This is where to call out areas of the design that require closure before deciding
to implement the design. For instance,
> 1. This requires exposing previously private resources which contain sensitive
information. Can we do this?

## Summary

Once convinced that the Operator SDK is the tool to have to develop your operator, you quickly encounter several points to deal with that are not natively brought through the SDK (we'll talk about that hereafter in details). It also becomes evident, that building an operator with a high capability level can be difficult.


The Operator SDK is sufficiently opened and flexible to let you use your own techniques to do what you want as you want. However, we thought that on some points we would prefer to be more guided and avoid some brainstorming on "how it works/how to do/do we need to do" some code to achieve our goal. However, we'd like too to keep the flexibility and we reject some other operator frameworks more dedicated/specialized to an application domain. Moreover, some code would worth a capitalization shared among other developers.


It's fully normal to have to learn how to use a framework, however we noticed the existence of recommendations/golden rules out there (a repo exists with the code, Red Hat blog, a book, ...) to follow for a great implementation. Okay but this distracted us from our main goal, the application business logic.


A GO module already exists (@Orange) and implements the point addressed here, and we are thinking to deliver the code in the OS community. Its name is OKT.
Important to say, this code does not pretend to fill a gap (we felt it as is) to reach an optimal framework, but it may bring some propositions we would greatly appreciate to discuss with the community.
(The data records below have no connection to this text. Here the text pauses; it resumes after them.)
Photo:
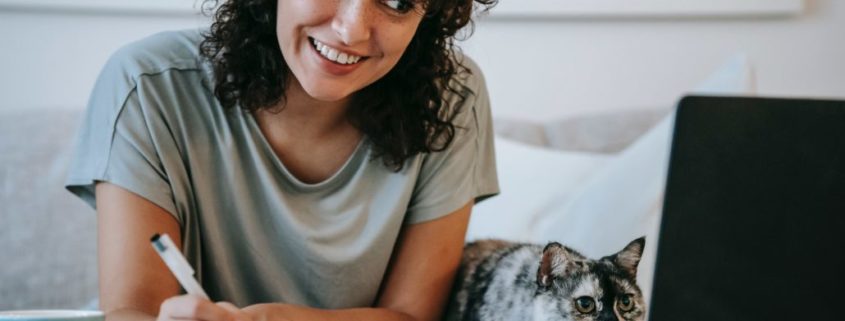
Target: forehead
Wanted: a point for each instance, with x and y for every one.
(597, 283)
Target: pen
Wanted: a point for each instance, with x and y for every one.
(177, 264)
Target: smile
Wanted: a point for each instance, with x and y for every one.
(335, 55)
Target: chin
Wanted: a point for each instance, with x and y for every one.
(327, 92)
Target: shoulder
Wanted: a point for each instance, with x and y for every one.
(474, 79)
(157, 53)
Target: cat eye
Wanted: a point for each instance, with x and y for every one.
(585, 304)
(625, 303)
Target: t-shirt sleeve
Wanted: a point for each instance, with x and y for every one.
(117, 142)
(466, 169)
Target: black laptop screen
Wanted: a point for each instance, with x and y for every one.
(753, 225)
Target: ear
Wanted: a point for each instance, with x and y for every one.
(629, 258)
(556, 260)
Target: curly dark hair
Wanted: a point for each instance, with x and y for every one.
(403, 113)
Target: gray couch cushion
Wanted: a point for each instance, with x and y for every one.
(48, 236)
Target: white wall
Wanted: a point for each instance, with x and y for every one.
(535, 69)
(548, 68)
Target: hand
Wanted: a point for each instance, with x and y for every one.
(189, 307)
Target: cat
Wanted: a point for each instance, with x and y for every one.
(500, 280)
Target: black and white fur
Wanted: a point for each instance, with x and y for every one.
(500, 280)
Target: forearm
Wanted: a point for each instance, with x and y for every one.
(287, 312)
(128, 315)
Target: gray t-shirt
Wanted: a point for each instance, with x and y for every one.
(253, 232)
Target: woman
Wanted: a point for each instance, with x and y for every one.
(315, 160)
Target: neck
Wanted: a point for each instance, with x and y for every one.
(304, 116)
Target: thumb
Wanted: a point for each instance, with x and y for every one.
(231, 308)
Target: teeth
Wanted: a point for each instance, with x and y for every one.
(334, 54)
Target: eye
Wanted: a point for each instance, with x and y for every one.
(625, 303)
(585, 304)
(400, 6)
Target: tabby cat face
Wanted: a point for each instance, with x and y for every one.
(573, 287)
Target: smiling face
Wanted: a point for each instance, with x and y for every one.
(335, 48)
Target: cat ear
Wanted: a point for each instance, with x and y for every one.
(629, 258)
(556, 260)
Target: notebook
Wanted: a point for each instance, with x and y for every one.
(753, 224)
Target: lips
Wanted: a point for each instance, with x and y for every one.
(330, 63)
(334, 54)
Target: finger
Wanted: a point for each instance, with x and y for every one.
(239, 315)
(228, 306)
(194, 308)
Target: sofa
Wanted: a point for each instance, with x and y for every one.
(561, 180)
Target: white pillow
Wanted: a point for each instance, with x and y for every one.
(533, 181)
(595, 203)
(624, 199)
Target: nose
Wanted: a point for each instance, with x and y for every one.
(352, 21)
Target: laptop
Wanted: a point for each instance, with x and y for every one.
(753, 224)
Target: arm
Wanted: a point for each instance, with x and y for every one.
(127, 264)
(413, 289)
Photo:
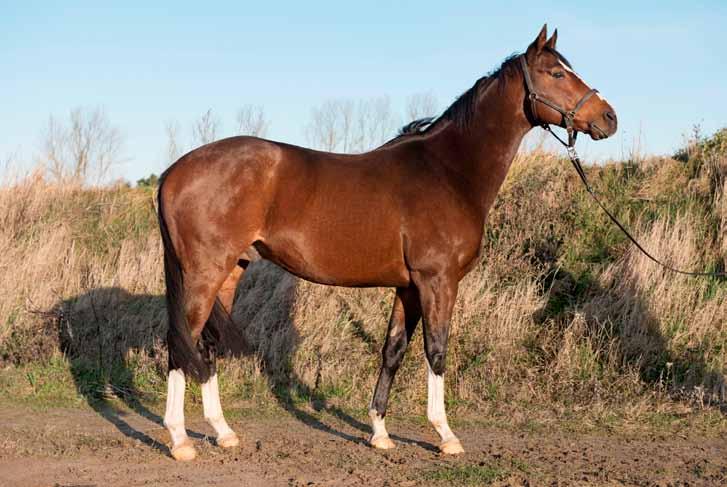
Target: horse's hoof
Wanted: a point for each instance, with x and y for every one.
(184, 452)
(228, 441)
(382, 443)
(452, 447)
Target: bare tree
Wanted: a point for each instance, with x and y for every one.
(251, 121)
(205, 129)
(175, 149)
(349, 127)
(83, 150)
(421, 105)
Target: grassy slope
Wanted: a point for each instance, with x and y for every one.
(561, 316)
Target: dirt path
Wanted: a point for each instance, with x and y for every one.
(69, 447)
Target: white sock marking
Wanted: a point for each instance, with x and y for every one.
(378, 425)
(174, 415)
(435, 405)
(213, 409)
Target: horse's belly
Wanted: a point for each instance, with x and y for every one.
(340, 259)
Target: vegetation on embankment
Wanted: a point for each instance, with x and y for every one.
(561, 314)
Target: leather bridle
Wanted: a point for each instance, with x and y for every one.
(568, 115)
(568, 119)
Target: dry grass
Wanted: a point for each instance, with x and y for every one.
(559, 312)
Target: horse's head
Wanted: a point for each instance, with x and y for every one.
(558, 96)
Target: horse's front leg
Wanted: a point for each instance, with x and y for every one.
(438, 294)
(405, 316)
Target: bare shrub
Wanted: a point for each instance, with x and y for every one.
(205, 128)
(251, 121)
(82, 150)
(351, 127)
(421, 105)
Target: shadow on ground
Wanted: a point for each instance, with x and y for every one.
(104, 331)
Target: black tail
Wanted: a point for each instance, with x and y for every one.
(219, 335)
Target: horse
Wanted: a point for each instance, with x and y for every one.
(409, 214)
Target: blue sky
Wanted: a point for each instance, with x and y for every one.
(662, 65)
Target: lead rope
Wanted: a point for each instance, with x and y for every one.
(576, 161)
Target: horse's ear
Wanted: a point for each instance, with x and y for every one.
(538, 44)
(553, 39)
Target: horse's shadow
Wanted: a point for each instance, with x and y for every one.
(109, 334)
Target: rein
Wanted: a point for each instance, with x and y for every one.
(570, 146)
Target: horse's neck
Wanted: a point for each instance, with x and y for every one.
(484, 152)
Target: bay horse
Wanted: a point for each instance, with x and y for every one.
(409, 215)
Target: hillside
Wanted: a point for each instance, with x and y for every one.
(562, 316)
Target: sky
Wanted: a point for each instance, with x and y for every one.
(662, 65)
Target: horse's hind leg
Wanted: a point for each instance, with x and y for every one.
(405, 315)
(226, 438)
(200, 293)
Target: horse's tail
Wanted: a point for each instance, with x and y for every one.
(183, 352)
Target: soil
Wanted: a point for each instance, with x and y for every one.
(74, 447)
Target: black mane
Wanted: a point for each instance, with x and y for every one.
(463, 109)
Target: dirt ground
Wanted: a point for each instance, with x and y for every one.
(73, 447)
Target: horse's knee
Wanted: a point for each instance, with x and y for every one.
(437, 361)
(393, 352)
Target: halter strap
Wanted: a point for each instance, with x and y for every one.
(568, 115)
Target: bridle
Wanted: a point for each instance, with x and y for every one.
(569, 116)
(570, 146)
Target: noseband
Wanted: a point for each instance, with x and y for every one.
(568, 115)
(568, 118)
It is described below through 2 stories to better understand the proposition. To see how it works, we built an example of the Memcached Operator using the OKT library and functionally equal to the original Memcached operator sample (to see later: a second iteration that brings an implementation of the Memcached application life cycle through a state machine managed as a resource).


## Motivation

We worked mainly on an operator for a stateful application and had to deal with:


- the question to detect finely any change in the managed resources by the operator (do not update them unnecessarily)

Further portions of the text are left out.